A federal judge has dismissed a criminal case against wrongly deported Salvadoran immigrant Kilmar Abrego Garcia, who accused Donald Trump’s administration of unlawfully targeting him as part of a smear campaign.
Last year, he was abruptly deported to a brutal Salvadoran prison where he says he endured torture and “severe” abuse for several weeks before he was transferred to a separate jail. Government officials admitted in court that his removal was due to an “error,” and several federal judges and a unanimous Supreme Court ordered the administration to “facilitate” his return.
The government spent weeks battling court orders to bring him back while White House officials launched a barrage of public attacks against him and declared that he would never again step foot in the country.
He was returned to the U.S. last June — only to face allegations that he illegally moved other immigrants across the country. He pleaded not guilty.
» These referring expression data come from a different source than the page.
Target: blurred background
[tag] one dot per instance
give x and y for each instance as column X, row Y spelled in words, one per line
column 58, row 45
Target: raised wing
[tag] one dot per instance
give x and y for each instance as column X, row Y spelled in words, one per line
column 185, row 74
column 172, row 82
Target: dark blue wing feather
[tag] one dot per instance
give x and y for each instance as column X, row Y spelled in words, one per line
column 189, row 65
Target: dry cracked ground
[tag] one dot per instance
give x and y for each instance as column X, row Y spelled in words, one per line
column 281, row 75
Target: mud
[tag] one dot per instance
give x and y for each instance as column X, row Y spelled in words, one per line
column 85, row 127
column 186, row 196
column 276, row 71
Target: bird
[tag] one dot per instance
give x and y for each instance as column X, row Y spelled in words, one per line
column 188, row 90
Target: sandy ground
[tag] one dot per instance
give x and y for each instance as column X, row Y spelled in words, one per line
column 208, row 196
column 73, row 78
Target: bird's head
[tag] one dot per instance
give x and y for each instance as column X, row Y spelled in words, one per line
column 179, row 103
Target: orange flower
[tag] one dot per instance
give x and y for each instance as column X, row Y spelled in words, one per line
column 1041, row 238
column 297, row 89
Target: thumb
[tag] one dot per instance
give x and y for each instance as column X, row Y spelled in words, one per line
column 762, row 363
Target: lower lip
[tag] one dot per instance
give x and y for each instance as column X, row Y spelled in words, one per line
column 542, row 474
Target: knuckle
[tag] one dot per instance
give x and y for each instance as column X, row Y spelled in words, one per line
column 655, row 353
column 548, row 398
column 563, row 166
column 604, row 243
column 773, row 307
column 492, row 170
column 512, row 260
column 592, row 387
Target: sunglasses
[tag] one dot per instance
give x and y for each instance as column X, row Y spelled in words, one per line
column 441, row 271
“Objective evidence” has shown that federal prosecutors only brought charges against Abrego Garcia after he won his lawsuit challenging his arrest and removal, according to Friday’s order from District Judge Waverly Crenshaw in Tennessee.
A decision to re-open a previously closed investigation against Abrego Garcia — coupled with public statements from administration officials including Acting Attorney General Todd Blanche that tied the case to Abrego Garcia’s lawsuit — “taints the investigation with a vindictive motive,” Crenshaw wrote.
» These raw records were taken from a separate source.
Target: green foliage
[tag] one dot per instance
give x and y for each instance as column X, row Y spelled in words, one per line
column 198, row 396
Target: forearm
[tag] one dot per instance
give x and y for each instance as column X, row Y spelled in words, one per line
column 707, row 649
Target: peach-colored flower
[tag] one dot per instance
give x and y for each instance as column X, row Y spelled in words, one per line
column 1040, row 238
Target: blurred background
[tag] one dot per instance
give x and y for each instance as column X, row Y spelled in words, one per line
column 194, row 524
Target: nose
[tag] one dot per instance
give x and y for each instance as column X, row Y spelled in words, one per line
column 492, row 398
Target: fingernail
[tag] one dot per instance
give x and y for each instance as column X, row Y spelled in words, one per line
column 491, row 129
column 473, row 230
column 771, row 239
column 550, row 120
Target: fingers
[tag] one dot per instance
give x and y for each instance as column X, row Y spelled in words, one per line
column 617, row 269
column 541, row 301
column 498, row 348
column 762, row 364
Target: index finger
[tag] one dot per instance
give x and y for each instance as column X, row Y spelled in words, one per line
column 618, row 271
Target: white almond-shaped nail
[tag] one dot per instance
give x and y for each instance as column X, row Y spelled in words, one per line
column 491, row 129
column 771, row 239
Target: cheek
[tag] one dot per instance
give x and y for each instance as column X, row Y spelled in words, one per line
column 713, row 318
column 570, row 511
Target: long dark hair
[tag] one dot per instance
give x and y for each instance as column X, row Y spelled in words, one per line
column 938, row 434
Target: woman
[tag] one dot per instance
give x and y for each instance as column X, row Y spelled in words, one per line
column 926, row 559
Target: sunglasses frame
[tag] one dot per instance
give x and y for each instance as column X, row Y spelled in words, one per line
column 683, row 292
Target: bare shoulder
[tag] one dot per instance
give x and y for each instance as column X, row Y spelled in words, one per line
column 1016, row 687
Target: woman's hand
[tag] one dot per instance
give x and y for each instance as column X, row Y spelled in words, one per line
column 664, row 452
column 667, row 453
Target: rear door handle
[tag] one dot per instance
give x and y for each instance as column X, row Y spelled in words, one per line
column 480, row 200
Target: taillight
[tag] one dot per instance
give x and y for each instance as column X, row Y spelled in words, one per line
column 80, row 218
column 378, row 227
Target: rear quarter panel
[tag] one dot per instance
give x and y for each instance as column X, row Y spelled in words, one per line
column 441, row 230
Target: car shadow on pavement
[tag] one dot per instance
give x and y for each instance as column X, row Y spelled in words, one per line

That “vindictive taint” continued as prosecutors worked on the case leading to last year’s indictment, including as the White House “found a way” to bring him back from El Salvador to comply with court orders to return him to the U.S., the judge wrote.
Crenshaw found “insufficient evidence of actual vindictiveness” but said the government “has failed to rebut the presumption of vindictiveness.”
“Because the presumption of vindictiveness remains unrebutted, the indictment must be dismissed,” Crenshaw wrote.
In August, lawyers for Abrego Garcia filed a motion to throw out the case on “vindictive and selective prosecution” grounds, arguing that he was “singled out” by the administration for “having the audacity to fight back, rather than accept a brutal injustice” after he was wrongfully deported to the Salvadoran prison.
Prosecutors cannot abuse the law to “punish someone for exercising his constitutional rights,” lawyers wrote in court filings. “Yet that is exactly what has happened here.”
Two months later, Crenshaw determined that administration officials who celebrated his arrest may be enough “direct evidence” to throw out the case against him for “vindictive” prosecution.
The case against Abrego Garcia has been a lightning rod in the Trump administration’s mass deportation efforts.
Abrego Garcia has an American wife and child and has lived in Maryland for years after fleeing gang violence in El Salvador and entering the U.S. illegally as a teenager. An immigration judge blocked the government from deporting him to his home country in 2019.
But a series of court rulings against his deportation to CECOT, and a legal saga in which government attorneys admitted to the mistake, have infuriated the White House and top administration officials.
A gag order blocks officials from making “any extrajudicial statements” that could compromise a fair trial against him, but that hasn’t stopped top officials including FBI Director Kash Patel from falsely labeling him a convicted criminal.
Top officials at the Justice Department — including Todd Blanche — personally oversaw the decision to criminally charge Abrego Garcia, according to court documents. Blanche’s then-Associate Deputy Attorney General Aakash Singh played a “leading role in the government’s decision to prosecute,” according to Abrego Garcia’s lawyers, citing an order from Judge Crenshaw last year.
A two-count indictment accused him of participating in a years-long conspiracy to illegally move undocumented immigrants from Texas to other parts of the country. He faced one count of conspiracy to transport aliens and one count of unlawful transportation of undocumented aliens.
In their request to keep him in jail before trial, federal prosecutors also claimed he is a member of transnational gang MS-13, and “personally participated in violent crime, including murder,” despite not providing any evidence. They also claimed he “abused” women and trafficked children, firearms and narcotics, and there is also an ongoing investigation into “solicitation of child pornography.”
Abrego Garcia is not facing any charges on those allegations and judge determined that the government failed to link those allegations to evidence that implicates him.
While pursuing the criminal case against him, the Trump administration has been trying to deport Abrego Garcia, again, to at least five different countries, including four in Africa, before the criminal case had even reached a trial.
Last month, the administration announced it has “analyzed and eliminated all other options” from the table and “settled on a final country of removal”: Liberia.
Immigration and Customs Enforcement is currently blocked from deporting or detaining him, after a separate judge noted earlier this year that the government has made “one empty threat after another to remove him to countries in Africa with no real chance of success.”
His legal team has said he’s willing to deport himself to Costa Rica, which has agreed to take him. But in a memo earlier this year, ICE’s then-acting director Todd Lyons argued that sending him to the Central American country would be “prejudicial to the United States.”
The Independent has requested comment from the Justice Department and Abrego Garcia’s legal team.